O título de Pucheu já causa a estranheza necessária: Escritos da indiscernibilidade. Lembra nome de tese pelo padrão culto e rebuscado, mas é uma fachada para elucidar semelhanças e diferenças entre os dois campos. Alberto começa polemizando, destruindo lugares-comuns como o de dizer que a filosofia e a poesia se alimentam das dúvidas e interrogações. Ele não desperdiça chances, como um autor que joga metade de um tempo para o time dos filósofos e a outra metade para o time dos poetas. Tudo fica empatado com os gols dele. “Poesia e filosofia não principiam pela indagação; nem pela dúvida. Mas pela exclamação das palavras que insistem em transbordar com o admirável, a ponto de não se distinguirem dele.”
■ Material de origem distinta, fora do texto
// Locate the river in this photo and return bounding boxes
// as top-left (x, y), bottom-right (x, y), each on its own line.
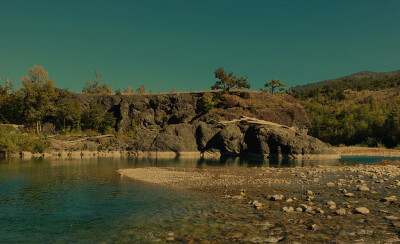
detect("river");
top-left (0, 157), bottom-right (396, 243)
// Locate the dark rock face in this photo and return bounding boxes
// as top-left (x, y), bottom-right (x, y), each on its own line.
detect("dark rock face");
top-left (75, 92), bottom-right (335, 156)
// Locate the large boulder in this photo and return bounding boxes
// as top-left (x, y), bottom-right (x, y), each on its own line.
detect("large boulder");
top-left (245, 125), bottom-right (336, 156)
top-left (151, 124), bottom-right (198, 152)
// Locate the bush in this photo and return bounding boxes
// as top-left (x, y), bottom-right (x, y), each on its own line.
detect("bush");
top-left (0, 126), bottom-right (50, 153)
top-left (197, 93), bottom-right (214, 113)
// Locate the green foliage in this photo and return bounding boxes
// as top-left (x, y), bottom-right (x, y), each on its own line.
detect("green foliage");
top-left (149, 96), bottom-right (160, 109)
top-left (292, 71), bottom-right (400, 99)
top-left (264, 80), bottom-right (286, 93)
top-left (21, 65), bottom-right (57, 134)
top-left (136, 85), bottom-right (146, 94)
top-left (56, 91), bottom-right (82, 130)
top-left (0, 126), bottom-right (50, 153)
top-left (81, 103), bottom-right (116, 133)
top-left (0, 85), bottom-right (25, 124)
top-left (211, 67), bottom-right (250, 92)
top-left (82, 70), bottom-right (112, 94)
top-left (124, 85), bottom-right (133, 94)
top-left (197, 93), bottom-right (214, 113)
top-left (301, 90), bottom-right (400, 147)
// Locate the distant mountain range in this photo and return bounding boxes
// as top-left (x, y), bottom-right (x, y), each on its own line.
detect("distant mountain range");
top-left (290, 70), bottom-right (400, 92)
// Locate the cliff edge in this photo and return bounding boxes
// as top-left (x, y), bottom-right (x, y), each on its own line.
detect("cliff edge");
top-left (75, 91), bottom-right (337, 158)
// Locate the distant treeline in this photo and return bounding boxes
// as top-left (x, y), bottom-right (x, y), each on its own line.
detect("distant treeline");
top-left (293, 71), bottom-right (400, 147)
top-left (0, 66), bottom-right (116, 134)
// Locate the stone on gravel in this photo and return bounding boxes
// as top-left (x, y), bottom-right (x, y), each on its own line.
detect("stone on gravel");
top-left (335, 208), bottom-right (347, 215)
top-left (357, 185), bottom-right (369, 191)
top-left (354, 207), bottom-right (369, 214)
top-left (385, 215), bottom-right (400, 220)
top-left (271, 194), bottom-right (284, 201)
top-left (381, 196), bottom-right (397, 202)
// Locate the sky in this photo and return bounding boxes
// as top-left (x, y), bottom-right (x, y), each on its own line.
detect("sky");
top-left (0, 0), bottom-right (400, 93)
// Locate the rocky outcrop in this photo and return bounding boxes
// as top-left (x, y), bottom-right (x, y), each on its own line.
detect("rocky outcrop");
top-left (75, 92), bottom-right (337, 157)
top-left (129, 121), bottom-right (337, 158)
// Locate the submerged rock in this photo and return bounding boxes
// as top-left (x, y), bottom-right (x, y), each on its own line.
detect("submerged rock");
top-left (354, 207), bottom-right (369, 214)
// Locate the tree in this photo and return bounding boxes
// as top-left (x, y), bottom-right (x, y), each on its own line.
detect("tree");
top-left (136, 85), bottom-right (146, 94)
top-left (56, 91), bottom-right (82, 130)
top-left (264, 80), bottom-right (286, 94)
top-left (21, 65), bottom-right (57, 134)
top-left (0, 78), bottom-right (24, 124)
top-left (82, 70), bottom-right (112, 94)
top-left (82, 103), bottom-right (116, 133)
top-left (211, 67), bottom-right (250, 92)
top-left (124, 85), bottom-right (133, 94)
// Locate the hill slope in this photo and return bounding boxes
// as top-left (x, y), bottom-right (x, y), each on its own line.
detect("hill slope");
top-left (290, 70), bottom-right (400, 93)
top-left (292, 71), bottom-right (400, 147)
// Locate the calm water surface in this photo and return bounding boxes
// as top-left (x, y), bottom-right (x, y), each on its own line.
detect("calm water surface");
top-left (0, 157), bottom-right (394, 243)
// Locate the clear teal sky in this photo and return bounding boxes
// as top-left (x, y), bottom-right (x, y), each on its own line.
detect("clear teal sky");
top-left (0, 0), bottom-right (400, 93)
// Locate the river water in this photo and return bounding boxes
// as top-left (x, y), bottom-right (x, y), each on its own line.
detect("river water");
top-left (0, 157), bottom-right (398, 243)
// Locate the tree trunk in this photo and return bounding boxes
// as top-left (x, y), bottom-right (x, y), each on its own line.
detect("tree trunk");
top-left (36, 120), bottom-right (39, 135)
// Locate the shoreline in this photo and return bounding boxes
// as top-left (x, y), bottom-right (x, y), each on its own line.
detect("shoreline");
top-left (0, 146), bottom-right (400, 160)
top-left (0, 151), bottom-right (340, 160)
top-left (117, 165), bottom-right (400, 243)
top-left (331, 146), bottom-right (400, 158)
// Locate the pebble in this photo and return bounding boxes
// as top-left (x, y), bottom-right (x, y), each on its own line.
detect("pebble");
top-left (326, 201), bottom-right (336, 206)
top-left (251, 200), bottom-right (263, 210)
top-left (232, 195), bottom-right (243, 200)
top-left (381, 196), bottom-right (397, 202)
top-left (384, 215), bottom-right (400, 220)
top-left (335, 208), bottom-right (347, 215)
top-left (271, 194), bottom-right (284, 201)
top-left (304, 190), bottom-right (314, 196)
top-left (357, 185), bottom-right (369, 191)
top-left (354, 207), bottom-right (369, 214)
top-left (282, 207), bottom-right (294, 213)
top-left (286, 198), bottom-right (293, 203)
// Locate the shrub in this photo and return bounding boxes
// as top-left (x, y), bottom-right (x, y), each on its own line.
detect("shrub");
top-left (0, 126), bottom-right (50, 153)
top-left (197, 93), bottom-right (214, 113)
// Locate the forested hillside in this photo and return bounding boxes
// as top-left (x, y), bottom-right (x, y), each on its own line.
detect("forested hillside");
top-left (292, 71), bottom-right (400, 147)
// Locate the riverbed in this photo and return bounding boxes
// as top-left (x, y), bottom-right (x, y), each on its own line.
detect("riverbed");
top-left (0, 158), bottom-right (400, 243)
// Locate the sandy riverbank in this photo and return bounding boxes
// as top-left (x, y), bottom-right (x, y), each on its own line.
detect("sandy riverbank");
top-left (332, 147), bottom-right (400, 157)
top-left (118, 165), bottom-right (400, 243)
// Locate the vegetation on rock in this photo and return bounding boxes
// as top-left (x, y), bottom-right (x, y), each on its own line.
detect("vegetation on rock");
top-left (294, 72), bottom-right (400, 147)
top-left (211, 67), bottom-right (250, 92)
top-left (82, 70), bottom-right (112, 94)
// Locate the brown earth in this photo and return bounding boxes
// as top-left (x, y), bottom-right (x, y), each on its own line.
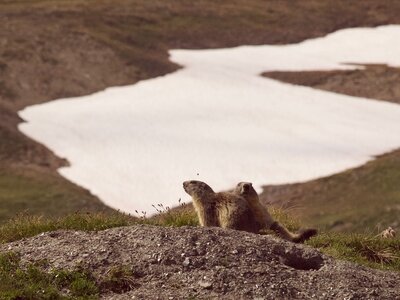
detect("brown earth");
top-left (260, 65), bottom-right (400, 232)
top-left (0, 225), bottom-right (400, 299)
top-left (262, 64), bottom-right (400, 104)
top-left (0, 0), bottom-right (400, 223)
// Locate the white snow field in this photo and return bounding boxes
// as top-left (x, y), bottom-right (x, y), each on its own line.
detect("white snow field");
top-left (20, 25), bottom-right (400, 214)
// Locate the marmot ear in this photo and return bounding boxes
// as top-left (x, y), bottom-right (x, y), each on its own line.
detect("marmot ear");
top-left (242, 182), bottom-right (251, 194)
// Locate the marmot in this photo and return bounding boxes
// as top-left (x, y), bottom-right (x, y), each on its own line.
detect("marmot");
top-left (183, 180), bottom-right (258, 233)
top-left (234, 182), bottom-right (317, 243)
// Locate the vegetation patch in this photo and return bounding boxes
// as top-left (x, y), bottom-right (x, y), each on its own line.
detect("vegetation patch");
top-left (307, 233), bottom-right (400, 271)
top-left (0, 252), bottom-right (99, 299)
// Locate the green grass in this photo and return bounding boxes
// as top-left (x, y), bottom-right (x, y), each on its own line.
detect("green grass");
top-left (0, 252), bottom-right (142, 299)
top-left (307, 233), bottom-right (400, 271)
top-left (0, 207), bottom-right (198, 243)
top-left (0, 168), bottom-right (112, 224)
top-left (0, 207), bottom-right (400, 299)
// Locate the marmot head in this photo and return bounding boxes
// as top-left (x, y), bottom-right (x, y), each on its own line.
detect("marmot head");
top-left (183, 180), bottom-right (214, 198)
top-left (235, 182), bottom-right (257, 196)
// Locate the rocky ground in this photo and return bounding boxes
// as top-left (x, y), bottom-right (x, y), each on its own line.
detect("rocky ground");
top-left (0, 225), bottom-right (400, 300)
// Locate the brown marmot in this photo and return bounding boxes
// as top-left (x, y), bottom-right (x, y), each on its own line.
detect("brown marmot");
top-left (234, 182), bottom-right (317, 243)
top-left (183, 180), bottom-right (258, 232)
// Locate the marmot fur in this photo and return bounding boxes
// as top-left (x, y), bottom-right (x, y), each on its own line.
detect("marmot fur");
top-left (234, 182), bottom-right (317, 243)
top-left (183, 180), bottom-right (258, 232)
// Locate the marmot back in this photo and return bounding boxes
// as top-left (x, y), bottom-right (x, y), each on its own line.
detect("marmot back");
top-left (234, 182), bottom-right (317, 243)
top-left (183, 180), bottom-right (258, 232)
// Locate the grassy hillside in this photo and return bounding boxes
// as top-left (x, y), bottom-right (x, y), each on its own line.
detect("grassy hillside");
top-left (262, 65), bottom-right (400, 232)
top-left (0, 0), bottom-right (400, 226)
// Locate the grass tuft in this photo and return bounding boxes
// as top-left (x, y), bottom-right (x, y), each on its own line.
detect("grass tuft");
top-left (307, 233), bottom-right (400, 271)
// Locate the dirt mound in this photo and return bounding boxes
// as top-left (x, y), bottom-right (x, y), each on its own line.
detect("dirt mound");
top-left (0, 225), bottom-right (400, 299)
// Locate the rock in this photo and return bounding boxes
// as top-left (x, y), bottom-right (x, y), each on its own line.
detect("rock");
top-left (0, 225), bottom-right (400, 299)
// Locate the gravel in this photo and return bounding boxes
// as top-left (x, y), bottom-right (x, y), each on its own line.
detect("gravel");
top-left (0, 225), bottom-right (400, 299)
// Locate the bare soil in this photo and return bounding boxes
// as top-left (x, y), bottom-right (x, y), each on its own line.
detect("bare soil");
top-left (0, 225), bottom-right (400, 299)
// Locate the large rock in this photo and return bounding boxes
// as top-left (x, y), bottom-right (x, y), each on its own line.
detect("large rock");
top-left (0, 225), bottom-right (400, 299)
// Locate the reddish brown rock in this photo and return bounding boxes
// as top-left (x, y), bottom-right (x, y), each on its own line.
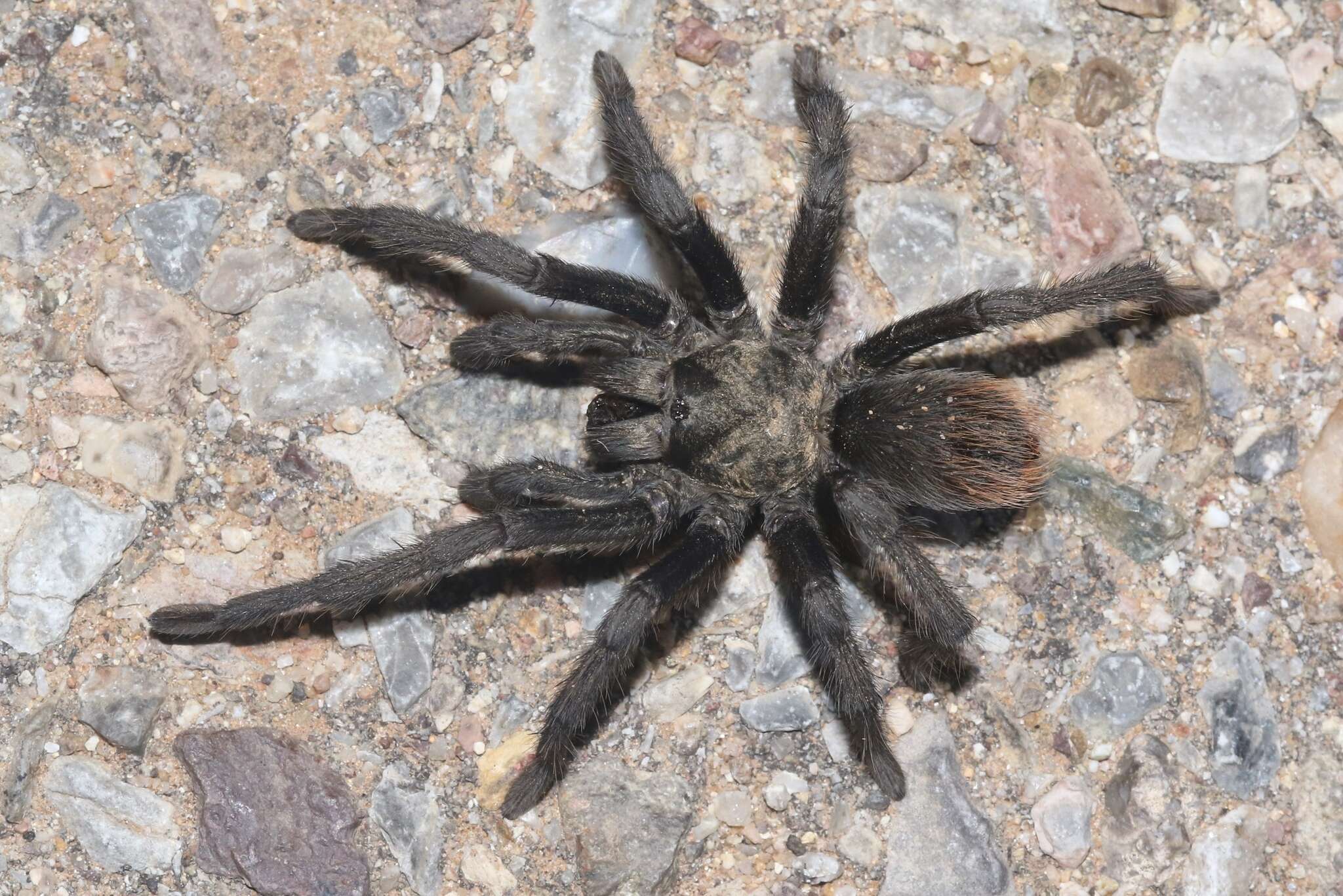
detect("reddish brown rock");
top-left (85, 271), bottom-right (205, 411)
top-left (176, 728), bottom-right (369, 896)
top-left (675, 16), bottom-right (723, 66)
top-left (1009, 118), bottom-right (1143, 277)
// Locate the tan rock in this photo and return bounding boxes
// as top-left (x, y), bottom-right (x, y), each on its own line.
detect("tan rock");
top-left (1302, 402), bottom-right (1343, 622)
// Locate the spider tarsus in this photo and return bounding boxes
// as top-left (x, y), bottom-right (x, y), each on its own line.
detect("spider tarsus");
top-left (592, 50), bottom-right (634, 100)
top-left (868, 743), bottom-right (905, 802)
top-left (500, 758), bottom-right (559, 819)
top-left (285, 208), bottom-right (342, 243)
top-left (149, 603), bottom-right (222, 638)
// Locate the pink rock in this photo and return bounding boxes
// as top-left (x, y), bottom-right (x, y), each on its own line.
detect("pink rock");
top-left (1007, 117), bottom-right (1143, 277)
top-left (85, 271), bottom-right (207, 411)
top-left (1287, 39), bottom-right (1334, 91)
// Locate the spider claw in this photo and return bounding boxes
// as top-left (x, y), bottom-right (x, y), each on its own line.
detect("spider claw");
top-left (500, 759), bottom-right (559, 819)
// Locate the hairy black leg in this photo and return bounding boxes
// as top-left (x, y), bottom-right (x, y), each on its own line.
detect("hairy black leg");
top-left (764, 498), bottom-right (905, 799)
top-left (456, 458), bottom-right (649, 511)
top-left (289, 206), bottom-right (683, 332)
top-left (504, 504), bottom-right (750, 818)
top-left (847, 261), bottom-right (1216, 376)
top-left (592, 52), bottom-right (751, 329)
top-left (774, 47), bottom-right (849, 351)
top-left (834, 477), bottom-right (976, 650)
top-left (452, 315), bottom-right (668, 371)
top-left (149, 482), bottom-right (682, 636)
top-left (897, 627), bottom-right (979, 693)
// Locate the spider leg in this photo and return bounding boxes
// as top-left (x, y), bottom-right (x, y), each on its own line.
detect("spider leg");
top-left (504, 503), bottom-right (751, 818)
top-left (834, 478), bottom-right (978, 691)
top-left (456, 458), bottom-right (655, 511)
top-left (149, 481), bottom-right (685, 636)
top-left (289, 206), bottom-right (683, 333)
top-left (849, 261), bottom-right (1215, 376)
top-left (592, 52), bottom-right (753, 332)
top-left (774, 47), bottom-right (849, 351)
top-left (452, 315), bottom-right (666, 371)
top-left (764, 498), bottom-right (905, 799)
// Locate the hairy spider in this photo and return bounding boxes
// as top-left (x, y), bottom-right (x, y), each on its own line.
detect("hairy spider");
top-left (149, 50), bottom-right (1199, 818)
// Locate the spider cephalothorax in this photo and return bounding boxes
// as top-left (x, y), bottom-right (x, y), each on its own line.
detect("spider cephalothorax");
top-left (150, 50), bottom-right (1214, 817)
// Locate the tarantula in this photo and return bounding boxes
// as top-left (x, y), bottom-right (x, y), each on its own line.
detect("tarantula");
top-left (149, 50), bottom-right (1214, 818)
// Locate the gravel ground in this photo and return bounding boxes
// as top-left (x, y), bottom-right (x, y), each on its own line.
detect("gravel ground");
top-left (0, 0), bottom-right (1343, 896)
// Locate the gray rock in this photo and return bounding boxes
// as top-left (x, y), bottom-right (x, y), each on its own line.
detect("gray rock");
top-left (464, 212), bottom-right (679, 319)
top-left (560, 755), bottom-right (693, 896)
top-left (205, 398), bottom-right (233, 438)
top-left (79, 416), bottom-right (188, 501)
top-left (1051, 458), bottom-right (1188, 563)
top-left (1234, 423), bottom-right (1300, 482)
top-left (741, 40), bottom-right (983, 130)
top-left (176, 728), bottom-right (369, 896)
top-left (1182, 806), bottom-right (1269, 896)
top-left (1203, 351), bottom-right (1251, 420)
top-left (0, 140), bottom-right (37, 193)
top-left (0, 289), bottom-right (28, 336)
top-left (1198, 635), bottom-right (1281, 799)
top-left (359, 87), bottom-right (410, 145)
top-left (755, 591), bottom-right (811, 689)
top-left (579, 579), bottom-right (624, 631)
top-left (764, 771), bottom-right (805, 811)
top-left (1232, 165), bottom-right (1269, 229)
top-left (85, 270), bottom-right (207, 411)
top-left (691, 123), bottom-right (772, 206)
top-left (1100, 735), bottom-right (1188, 887)
top-left (639, 665), bottom-right (713, 722)
top-left (723, 638), bottom-right (756, 693)
top-left (832, 69), bottom-right (984, 130)
top-left (1311, 69), bottom-right (1343, 144)
top-left (130, 0), bottom-right (235, 102)
top-left (230, 271), bottom-right (404, 420)
top-left (368, 763), bottom-right (446, 896)
top-left (411, 0), bottom-right (485, 52)
top-left (0, 193), bottom-right (83, 265)
top-left (0, 374), bottom-right (28, 416)
top-left (41, 756), bottom-right (181, 874)
top-left (311, 411), bottom-right (452, 520)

O que não pode ser dividido é poesia. A criação partiria de uma descoberta passional, não de um questionamento frio e higiênico. Emerge de uma revelação fútil, de um detalhe fugaz, em que o “próprio cotidiano se descobre extraordinário”. O poeta não teria que decifrar o enigma, ele já é o enigma, procurando perdurar a beleza da verdade. Nesse sentido, não quer resolver o mistério, o equivalente a assassiná-lo, mas preservá-lo. A poesia é o transbordamento interno, nunca externo. Não está no verso, mas no seu trânsito entre o possível e o inadmissível. As instruções de uso são: “desalgemar o poético do poema, do que se convencionou chamar de poema; deixá-lo fugidio pela cidade, perigoso, arrastando o que lhe aparece pela frente”. Resulta daí a importância do pensamento poético contar com o “auxílio dos escombros”, ou seja, da destruição dadivosa, da afirmação pelo aniquilamento e da junção de coisas antagônicas em um mesmo invólucro. Uma dos trunfos de Alberto Pucheu é desestabilizar antônimos. “Habitualmente, compreende-se o prosaico como o contrário do poético. O contrário do poético, entretanto, é o próprio poético”. Esse paradoxo talvez seja o maior acerto do livro ao perceber o poema como inimigo do poema. Quando uma metáfora sobrecarrega a outra, nenhuma faz sentido. O poema é escapar da metalinguagem, não se olhar no espelho, se ausentar, para fazer valer a vida. Assim retomamos a perspectiva do “poético como gênero desviante” de Benedito Nunes, um dos teóricos corajosos a fazer analogias entre a poesia e a filosofia a partir de autores como Hölderlin.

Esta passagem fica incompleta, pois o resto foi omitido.